Fake News Detection with Python

This article contains a tutorial of a machine learning project on how to detect fake news using Python

What is 'Fake News'?

“Fake news” is a term that has come to mean different things to different people. At its core, we are defining “fake news” as those news stories that are false: the story itself is fabricated, with no verifiable facts, sources, or quotes. Sometimes these stories may be propaganda that is intentionally designed to mislead the reader or may be designed as “click bait” written for economic incentives (the writer profits from the number of people who click on the story).
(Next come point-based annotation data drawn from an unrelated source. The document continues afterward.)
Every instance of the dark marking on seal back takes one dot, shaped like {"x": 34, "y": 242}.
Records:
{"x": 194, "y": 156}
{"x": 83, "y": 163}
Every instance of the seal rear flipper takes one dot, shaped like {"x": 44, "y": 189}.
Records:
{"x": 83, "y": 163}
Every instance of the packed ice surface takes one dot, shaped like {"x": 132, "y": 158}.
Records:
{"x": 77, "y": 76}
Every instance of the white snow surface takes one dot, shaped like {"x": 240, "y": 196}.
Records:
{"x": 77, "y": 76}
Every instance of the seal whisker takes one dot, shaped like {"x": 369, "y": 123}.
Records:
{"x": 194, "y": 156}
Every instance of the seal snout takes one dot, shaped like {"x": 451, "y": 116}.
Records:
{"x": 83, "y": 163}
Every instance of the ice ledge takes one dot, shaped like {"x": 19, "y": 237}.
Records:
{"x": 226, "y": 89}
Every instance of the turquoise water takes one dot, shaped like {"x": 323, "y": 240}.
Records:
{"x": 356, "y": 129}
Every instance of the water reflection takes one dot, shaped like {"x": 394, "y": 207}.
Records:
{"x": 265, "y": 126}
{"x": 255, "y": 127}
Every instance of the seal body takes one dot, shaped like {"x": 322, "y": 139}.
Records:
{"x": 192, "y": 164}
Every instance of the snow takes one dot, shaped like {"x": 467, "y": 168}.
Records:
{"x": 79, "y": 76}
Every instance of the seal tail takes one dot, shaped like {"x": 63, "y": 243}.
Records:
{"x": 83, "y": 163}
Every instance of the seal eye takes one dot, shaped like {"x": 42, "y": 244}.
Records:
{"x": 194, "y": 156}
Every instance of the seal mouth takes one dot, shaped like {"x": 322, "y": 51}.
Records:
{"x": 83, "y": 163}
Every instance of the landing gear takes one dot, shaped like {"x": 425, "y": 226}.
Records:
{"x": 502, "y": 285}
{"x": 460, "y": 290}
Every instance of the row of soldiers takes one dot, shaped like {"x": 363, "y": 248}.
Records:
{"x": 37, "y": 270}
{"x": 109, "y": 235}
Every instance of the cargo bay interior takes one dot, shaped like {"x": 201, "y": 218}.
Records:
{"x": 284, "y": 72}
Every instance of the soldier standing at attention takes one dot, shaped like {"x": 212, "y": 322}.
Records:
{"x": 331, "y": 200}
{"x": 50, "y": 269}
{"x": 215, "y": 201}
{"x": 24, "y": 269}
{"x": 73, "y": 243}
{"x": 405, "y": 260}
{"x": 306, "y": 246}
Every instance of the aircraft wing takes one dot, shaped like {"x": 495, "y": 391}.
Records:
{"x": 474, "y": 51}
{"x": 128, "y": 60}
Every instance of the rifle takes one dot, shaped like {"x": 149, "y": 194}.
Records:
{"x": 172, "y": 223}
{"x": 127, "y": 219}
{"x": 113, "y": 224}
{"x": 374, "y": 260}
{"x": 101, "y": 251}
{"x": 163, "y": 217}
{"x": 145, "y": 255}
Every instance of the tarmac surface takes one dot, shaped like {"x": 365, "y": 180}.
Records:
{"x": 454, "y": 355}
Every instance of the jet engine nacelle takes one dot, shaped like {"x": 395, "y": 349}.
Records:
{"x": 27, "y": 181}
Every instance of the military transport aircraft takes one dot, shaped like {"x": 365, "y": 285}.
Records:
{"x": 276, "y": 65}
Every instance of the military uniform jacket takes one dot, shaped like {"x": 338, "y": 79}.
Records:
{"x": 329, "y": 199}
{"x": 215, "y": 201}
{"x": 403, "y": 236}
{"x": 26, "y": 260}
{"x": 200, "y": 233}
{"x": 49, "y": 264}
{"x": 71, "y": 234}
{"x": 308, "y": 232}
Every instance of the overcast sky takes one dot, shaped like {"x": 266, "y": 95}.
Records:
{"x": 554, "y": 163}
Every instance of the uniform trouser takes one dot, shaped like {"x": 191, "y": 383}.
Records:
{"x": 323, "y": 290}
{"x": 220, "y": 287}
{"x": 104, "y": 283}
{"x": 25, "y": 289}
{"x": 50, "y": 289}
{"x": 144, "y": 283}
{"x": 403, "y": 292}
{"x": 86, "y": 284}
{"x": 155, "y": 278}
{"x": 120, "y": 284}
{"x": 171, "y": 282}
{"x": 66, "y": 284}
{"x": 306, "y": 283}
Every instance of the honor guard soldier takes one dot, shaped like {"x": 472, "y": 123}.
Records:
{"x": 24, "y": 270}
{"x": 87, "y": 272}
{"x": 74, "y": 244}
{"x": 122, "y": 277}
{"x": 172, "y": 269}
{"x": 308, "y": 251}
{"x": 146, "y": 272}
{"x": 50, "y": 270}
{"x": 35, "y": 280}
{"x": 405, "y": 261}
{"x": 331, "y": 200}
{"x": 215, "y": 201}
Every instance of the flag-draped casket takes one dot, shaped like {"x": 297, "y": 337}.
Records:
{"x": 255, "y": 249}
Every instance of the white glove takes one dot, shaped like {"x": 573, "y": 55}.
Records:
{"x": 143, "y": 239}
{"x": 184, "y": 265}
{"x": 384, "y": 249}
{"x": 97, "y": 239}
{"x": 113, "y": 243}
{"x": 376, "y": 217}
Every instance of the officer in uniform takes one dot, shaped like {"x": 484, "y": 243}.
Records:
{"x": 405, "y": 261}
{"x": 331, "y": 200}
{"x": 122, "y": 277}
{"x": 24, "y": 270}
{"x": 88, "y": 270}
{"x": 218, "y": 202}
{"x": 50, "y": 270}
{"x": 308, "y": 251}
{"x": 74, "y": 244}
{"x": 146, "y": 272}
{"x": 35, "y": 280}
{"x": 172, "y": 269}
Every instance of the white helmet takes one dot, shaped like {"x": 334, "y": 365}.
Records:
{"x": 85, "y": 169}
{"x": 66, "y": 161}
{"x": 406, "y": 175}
In recent years, fake news stories have proliferated via social media, in part because they are so easily and quickly shared online.

Before moving ahead with this machine learning project, we need to be aware of the terms TF-IDF Vectorizer and Passive-Aggressive Classifier.

What is TF-IDF Vectorizer?

TF (Term Frequency): The number of times a word appears in a document is its Term Frequency. A higher value means a term appears more often than others, and so, the document is a good match when the term is part of the search terms.

IDF (Inverse Document Frequency): Words that occur many times in a document, but also occur many times in many others, may be irrelevant. IDF is a measure of how significant a term is in the entire corpus.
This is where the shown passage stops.